Murillo, Niños jugando a los dados (h. 1665)
Bayerisches Nationalmuseum (Munich)
En la escena aparecen representados dos niños jugando a los dados en posturas encontradas y un tercero comiendo pan o una fruta, con un perro pidiéndole comida. El fondo en el que se desarrolla la acción es un escenario idílico con un edificio en ruinas invadido por la naturaleza salvaje. Se trata de una pintura naturalista; los gestos de los niños se encuentran muy bien caracterizados, mostrando actitudes desenfadadas y vitales. Una línea diagonal une las cabezas de los tres muchachos y el centro de atención son los dados, efecto conseguido por el juego de luces y sombras y una gama cromática de pardos, blancos, grises y ocres, característico del barroco español.

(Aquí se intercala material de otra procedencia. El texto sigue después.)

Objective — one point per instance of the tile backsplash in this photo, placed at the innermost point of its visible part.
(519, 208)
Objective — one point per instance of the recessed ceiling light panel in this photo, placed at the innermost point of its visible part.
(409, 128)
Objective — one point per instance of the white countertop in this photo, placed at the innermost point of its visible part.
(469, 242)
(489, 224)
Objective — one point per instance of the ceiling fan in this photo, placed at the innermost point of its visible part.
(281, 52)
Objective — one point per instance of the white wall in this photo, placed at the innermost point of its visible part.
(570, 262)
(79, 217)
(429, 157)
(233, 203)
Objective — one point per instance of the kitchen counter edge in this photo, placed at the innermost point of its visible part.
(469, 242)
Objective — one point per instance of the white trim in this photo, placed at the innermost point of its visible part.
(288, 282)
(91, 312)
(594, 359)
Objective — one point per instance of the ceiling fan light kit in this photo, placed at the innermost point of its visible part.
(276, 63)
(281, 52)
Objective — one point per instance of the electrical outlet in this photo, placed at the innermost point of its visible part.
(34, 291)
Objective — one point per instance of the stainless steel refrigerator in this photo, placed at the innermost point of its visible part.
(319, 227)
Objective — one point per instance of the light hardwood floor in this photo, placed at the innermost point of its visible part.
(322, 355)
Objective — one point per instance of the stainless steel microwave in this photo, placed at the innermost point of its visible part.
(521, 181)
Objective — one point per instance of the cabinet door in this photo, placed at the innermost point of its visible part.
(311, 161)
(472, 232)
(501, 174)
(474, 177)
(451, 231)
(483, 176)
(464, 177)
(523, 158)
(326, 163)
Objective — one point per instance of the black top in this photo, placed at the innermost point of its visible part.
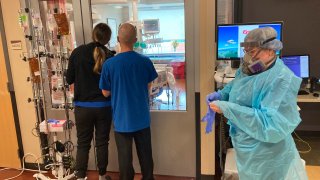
(80, 72)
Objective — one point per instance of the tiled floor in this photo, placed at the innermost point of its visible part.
(313, 174)
(92, 175)
(312, 158)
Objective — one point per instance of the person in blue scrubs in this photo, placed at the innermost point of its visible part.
(261, 107)
(127, 77)
(92, 109)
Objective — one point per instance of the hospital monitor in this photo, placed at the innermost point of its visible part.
(298, 64)
(229, 37)
(151, 26)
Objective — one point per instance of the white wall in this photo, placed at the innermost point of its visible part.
(107, 11)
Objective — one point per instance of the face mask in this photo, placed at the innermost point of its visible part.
(252, 67)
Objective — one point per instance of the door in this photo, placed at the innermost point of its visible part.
(165, 35)
(9, 143)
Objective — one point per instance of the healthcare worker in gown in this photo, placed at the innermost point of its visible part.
(261, 107)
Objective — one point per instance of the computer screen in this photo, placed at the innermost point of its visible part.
(229, 37)
(151, 26)
(299, 64)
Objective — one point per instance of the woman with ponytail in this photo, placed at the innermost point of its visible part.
(92, 109)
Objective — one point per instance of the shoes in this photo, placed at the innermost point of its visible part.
(104, 177)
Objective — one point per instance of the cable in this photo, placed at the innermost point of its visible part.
(305, 142)
(222, 143)
(23, 169)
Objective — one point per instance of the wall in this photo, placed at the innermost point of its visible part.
(206, 64)
(20, 72)
(8, 149)
(300, 36)
(107, 11)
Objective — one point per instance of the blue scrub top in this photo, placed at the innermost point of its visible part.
(127, 76)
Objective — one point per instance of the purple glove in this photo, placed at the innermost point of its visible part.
(213, 97)
(209, 118)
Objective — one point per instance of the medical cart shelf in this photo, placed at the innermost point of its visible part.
(308, 98)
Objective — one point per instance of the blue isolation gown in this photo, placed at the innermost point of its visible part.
(262, 113)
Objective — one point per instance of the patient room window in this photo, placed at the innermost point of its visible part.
(161, 37)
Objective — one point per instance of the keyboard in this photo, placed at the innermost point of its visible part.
(303, 92)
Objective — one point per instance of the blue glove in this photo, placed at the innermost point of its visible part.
(209, 118)
(213, 97)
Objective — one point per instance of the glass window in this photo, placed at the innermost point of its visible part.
(161, 37)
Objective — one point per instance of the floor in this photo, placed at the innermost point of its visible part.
(92, 175)
(310, 154)
(313, 174)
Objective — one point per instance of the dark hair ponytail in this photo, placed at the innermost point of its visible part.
(100, 35)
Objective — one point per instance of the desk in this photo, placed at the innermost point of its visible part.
(308, 98)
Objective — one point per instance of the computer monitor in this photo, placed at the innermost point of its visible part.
(151, 26)
(299, 64)
(229, 37)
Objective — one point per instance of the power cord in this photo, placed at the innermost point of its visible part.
(303, 141)
(23, 167)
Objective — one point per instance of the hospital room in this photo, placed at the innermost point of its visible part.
(159, 90)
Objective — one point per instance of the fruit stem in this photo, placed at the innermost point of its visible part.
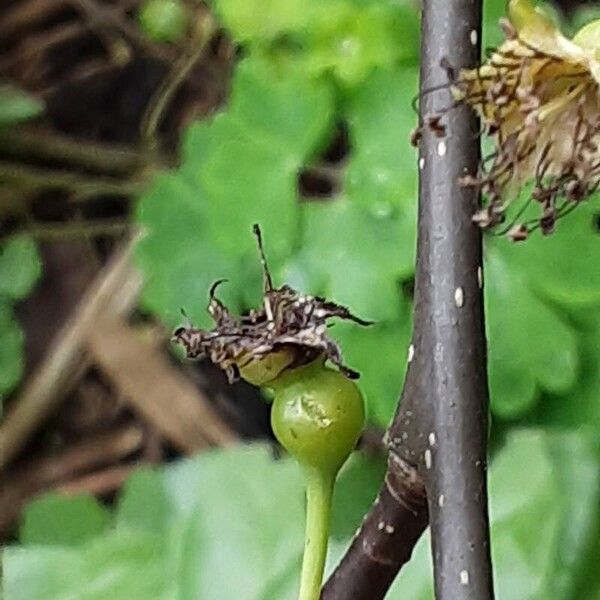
(319, 491)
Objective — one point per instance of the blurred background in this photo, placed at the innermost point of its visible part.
(139, 141)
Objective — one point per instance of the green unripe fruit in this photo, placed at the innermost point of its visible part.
(317, 415)
(163, 20)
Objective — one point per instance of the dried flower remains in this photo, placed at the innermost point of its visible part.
(289, 330)
(538, 96)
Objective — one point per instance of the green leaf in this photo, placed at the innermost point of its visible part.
(345, 38)
(60, 520)
(118, 565)
(575, 456)
(144, 503)
(530, 347)
(20, 267)
(11, 351)
(580, 406)
(180, 532)
(381, 173)
(246, 19)
(563, 267)
(356, 255)
(239, 169)
(351, 39)
(16, 105)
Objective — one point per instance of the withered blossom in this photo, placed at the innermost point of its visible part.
(538, 96)
(290, 329)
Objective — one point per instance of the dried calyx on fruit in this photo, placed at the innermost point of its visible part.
(318, 412)
(288, 331)
(538, 96)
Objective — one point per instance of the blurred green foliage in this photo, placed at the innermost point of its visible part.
(16, 106)
(228, 524)
(20, 268)
(20, 265)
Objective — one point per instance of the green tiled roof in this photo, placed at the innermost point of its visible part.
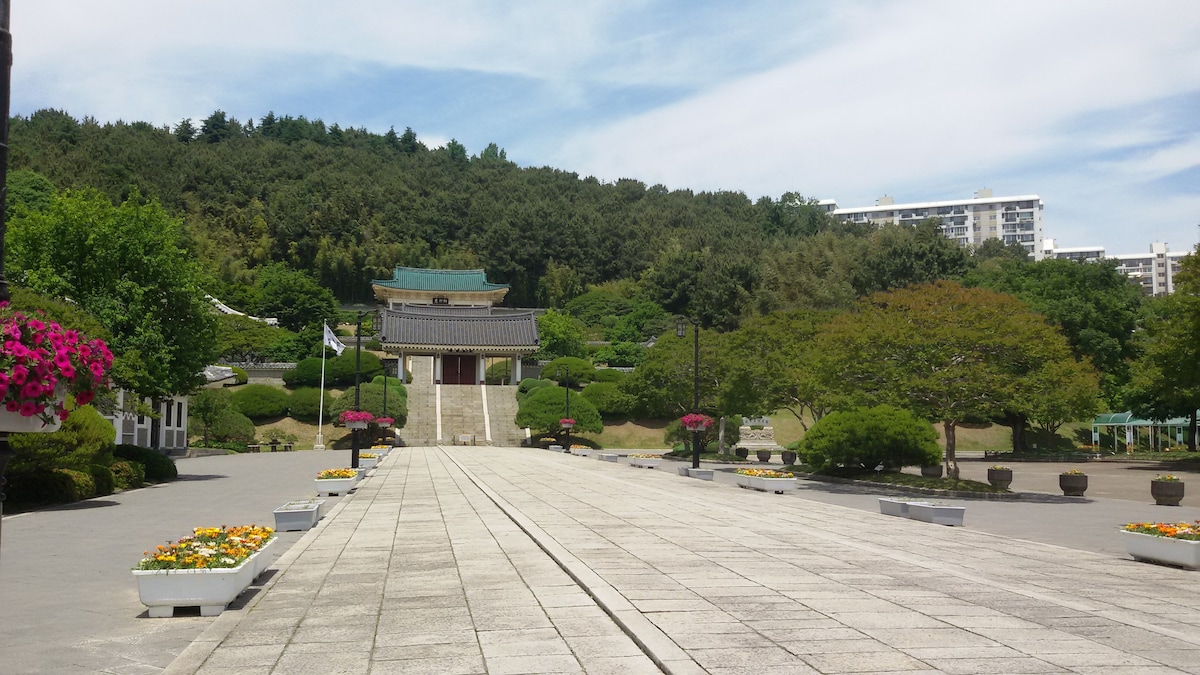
(417, 279)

La representación del juego en la pintura había sido popularizada por Caravaggio y sus contemporáneos. La escena responde a la tendencia de Murillo a representar a los niños como personajes de la calle, pícaros que se ganan la comida y que viven sin un techo. Esta condición social se observa en los rotos de las ropas de los personajes representados; además, el niño que está de pie no lleva calzado y el que está de espaldas tiene muy desgastada la suela de los zapatos, mostrando incluso los dedos de los pies. Se supone que se trata de vendedores de fruta o aguadores por la representación de la cesta con frutas y el cántaro, y que se encuentran jugando las pocas monedas que habían conseguido, aunque también se ha pensado que podría tratarse de pícaros.

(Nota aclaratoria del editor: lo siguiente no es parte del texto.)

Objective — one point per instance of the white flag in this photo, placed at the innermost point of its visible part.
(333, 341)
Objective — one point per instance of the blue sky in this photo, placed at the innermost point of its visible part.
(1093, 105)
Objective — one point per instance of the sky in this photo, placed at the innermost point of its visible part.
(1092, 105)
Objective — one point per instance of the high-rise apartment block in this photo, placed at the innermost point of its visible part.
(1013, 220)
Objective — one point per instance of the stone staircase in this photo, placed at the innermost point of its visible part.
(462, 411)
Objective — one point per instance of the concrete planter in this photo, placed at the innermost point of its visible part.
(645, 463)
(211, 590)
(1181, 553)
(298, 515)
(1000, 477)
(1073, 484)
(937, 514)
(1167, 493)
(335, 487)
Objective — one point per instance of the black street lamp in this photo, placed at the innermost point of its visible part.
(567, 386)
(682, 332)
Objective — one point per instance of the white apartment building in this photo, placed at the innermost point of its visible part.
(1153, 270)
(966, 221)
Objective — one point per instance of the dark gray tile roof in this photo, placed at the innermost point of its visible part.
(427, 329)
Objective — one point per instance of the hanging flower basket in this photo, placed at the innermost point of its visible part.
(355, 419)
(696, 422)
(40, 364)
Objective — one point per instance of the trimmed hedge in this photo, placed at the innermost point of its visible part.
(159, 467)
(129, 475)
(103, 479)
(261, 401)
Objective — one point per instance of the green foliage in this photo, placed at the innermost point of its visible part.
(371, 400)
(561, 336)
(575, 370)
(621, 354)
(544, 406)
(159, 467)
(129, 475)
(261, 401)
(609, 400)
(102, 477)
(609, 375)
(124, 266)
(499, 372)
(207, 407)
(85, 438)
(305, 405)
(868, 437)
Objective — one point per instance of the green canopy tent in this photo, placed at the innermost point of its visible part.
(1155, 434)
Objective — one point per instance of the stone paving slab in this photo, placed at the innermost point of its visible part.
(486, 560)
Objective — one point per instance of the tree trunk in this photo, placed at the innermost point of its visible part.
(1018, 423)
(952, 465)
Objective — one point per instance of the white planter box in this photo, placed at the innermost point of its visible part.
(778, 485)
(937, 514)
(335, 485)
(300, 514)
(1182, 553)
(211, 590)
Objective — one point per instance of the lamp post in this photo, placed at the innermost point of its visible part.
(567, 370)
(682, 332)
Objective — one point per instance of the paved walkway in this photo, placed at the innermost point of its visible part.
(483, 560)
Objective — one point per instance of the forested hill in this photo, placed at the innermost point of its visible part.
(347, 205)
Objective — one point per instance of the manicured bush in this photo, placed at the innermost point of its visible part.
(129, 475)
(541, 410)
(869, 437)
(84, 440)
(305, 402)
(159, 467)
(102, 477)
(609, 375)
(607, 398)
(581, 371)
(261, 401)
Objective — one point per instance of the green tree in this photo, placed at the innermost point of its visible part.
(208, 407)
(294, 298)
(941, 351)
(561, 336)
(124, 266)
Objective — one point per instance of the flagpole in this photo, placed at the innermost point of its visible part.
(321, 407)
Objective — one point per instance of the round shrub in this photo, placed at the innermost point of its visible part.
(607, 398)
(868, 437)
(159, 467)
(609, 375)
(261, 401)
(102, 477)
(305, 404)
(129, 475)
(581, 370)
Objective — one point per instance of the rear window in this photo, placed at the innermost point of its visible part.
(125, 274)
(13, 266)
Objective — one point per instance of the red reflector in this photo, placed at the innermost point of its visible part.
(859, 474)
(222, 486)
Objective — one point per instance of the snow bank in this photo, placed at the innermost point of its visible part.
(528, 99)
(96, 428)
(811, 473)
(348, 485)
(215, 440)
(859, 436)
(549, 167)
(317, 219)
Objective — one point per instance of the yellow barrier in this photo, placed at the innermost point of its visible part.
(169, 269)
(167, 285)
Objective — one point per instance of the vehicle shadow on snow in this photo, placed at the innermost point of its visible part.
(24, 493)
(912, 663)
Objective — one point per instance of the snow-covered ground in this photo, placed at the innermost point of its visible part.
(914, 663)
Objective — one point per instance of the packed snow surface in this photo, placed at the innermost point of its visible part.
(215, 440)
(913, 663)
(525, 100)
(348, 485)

Durante los siglos de la Edad Moderna, los niños constituían una parte fundamental del problema de la pobreza: el 25 por ciento de la población indigente durante los siglos XVI y XVII tenía menos de 10 años. Un ejemplo clave de esta realidad es la figura de los pícaros, como los que podría estar representando esta obra. Los pícaros eran unos vagabundos singulares, que llevaban esa vida por una situación de desarraigo, bien por abandono familiar o por abandono voluntario del hogar. Quienes tenían mayor ingenio y habilidad, eran los que conseguían mayores beneficios, y estas habilidades las aprendían en las calles. Los pícaros aspiraban a vivir del trabajo y de los bienes de los demás, vagando por el mundo sin un hogar al que regresar. Llevando una vida de peregrinos, estos niños se fortalecían física y moralmente, ampliando los conocimientos y habilidades necesarios para desenvolverse y sobrevivir.

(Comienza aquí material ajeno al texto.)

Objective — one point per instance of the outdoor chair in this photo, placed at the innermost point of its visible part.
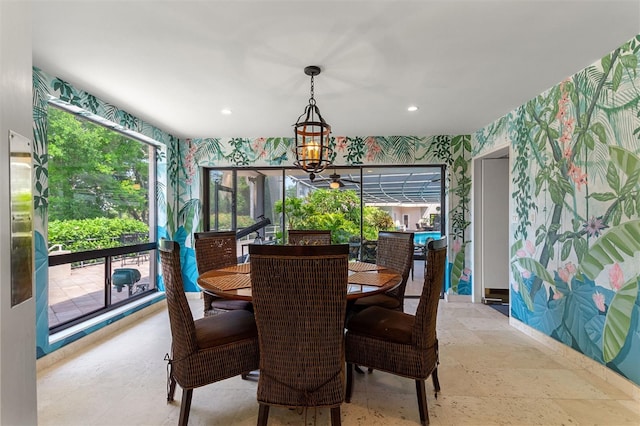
(398, 343)
(309, 237)
(299, 297)
(215, 250)
(206, 350)
(368, 251)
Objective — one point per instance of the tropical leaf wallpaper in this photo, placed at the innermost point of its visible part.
(575, 191)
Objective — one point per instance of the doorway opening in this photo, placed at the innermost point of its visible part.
(491, 228)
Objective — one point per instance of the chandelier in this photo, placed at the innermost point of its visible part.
(312, 135)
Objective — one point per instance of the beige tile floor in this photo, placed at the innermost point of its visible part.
(491, 374)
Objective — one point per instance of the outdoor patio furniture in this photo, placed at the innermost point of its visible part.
(125, 277)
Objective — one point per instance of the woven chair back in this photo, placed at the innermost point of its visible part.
(299, 297)
(309, 237)
(395, 251)
(424, 331)
(183, 331)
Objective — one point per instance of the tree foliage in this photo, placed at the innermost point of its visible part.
(94, 171)
(338, 211)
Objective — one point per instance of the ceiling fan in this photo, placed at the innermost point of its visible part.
(337, 182)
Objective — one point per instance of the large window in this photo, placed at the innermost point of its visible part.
(355, 203)
(100, 229)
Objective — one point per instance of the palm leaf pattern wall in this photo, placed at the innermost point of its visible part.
(576, 170)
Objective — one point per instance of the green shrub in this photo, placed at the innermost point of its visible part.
(93, 234)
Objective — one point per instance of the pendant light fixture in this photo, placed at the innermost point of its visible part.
(312, 135)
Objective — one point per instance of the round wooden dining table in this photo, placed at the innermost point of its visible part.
(234, 282)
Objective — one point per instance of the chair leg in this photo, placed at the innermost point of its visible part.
(347, 396)
(436, 382)
(263, 415)
(422, 402)
(335, 416)
(185, 407)
(172, 389)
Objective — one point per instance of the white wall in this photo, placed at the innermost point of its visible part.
(17, 325)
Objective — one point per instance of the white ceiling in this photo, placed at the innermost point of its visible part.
(177, 64)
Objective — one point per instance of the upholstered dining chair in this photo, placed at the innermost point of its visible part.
(399, 343)
(214, 250)
(309, 237)
(299, 297)
(395, 251)
(208, 349)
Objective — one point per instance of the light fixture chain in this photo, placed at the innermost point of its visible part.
(312, 100)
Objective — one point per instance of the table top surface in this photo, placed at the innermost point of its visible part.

En cuanto a los juegos, nadie se oponía en la Edad Moderna a dejar jugar a los niños juegos de cartas y de azar como los dados, es decir, a jugarse el dinero. Estos juegos eran muy apreciados por todos los sectores sociales, y eran muy propios de los pícaros, expertos en hacer fullerías y trampas. Era un tipo de juego que encajaba muy bien con el tipo de vida que llevaban; las ganancias les permitían alcanzar la efímera riqueza y prestigio que tanto ansiaban. Sin embargo, a finales de la Edad Moderna comenzó a surgir un interés, antes desconocido, por preservar la moralidad de los niños y educarlos, prohibiéndoles juegos clasificados desde entonces como nocivos y recomendándoles otros considerados como buenos. Esto preludiaba la actitud actual frente al juego; hoy en día son vistos como sospechosos, peligrosos, y la ganancia en el juego como poco moral. Se siguen practicando juegos de azar, pero con sentimiento de culpa, un sentimiento que procede de la moralización que transformó la sociedad del siglo XIX en una sociedad de “bienpensantes”.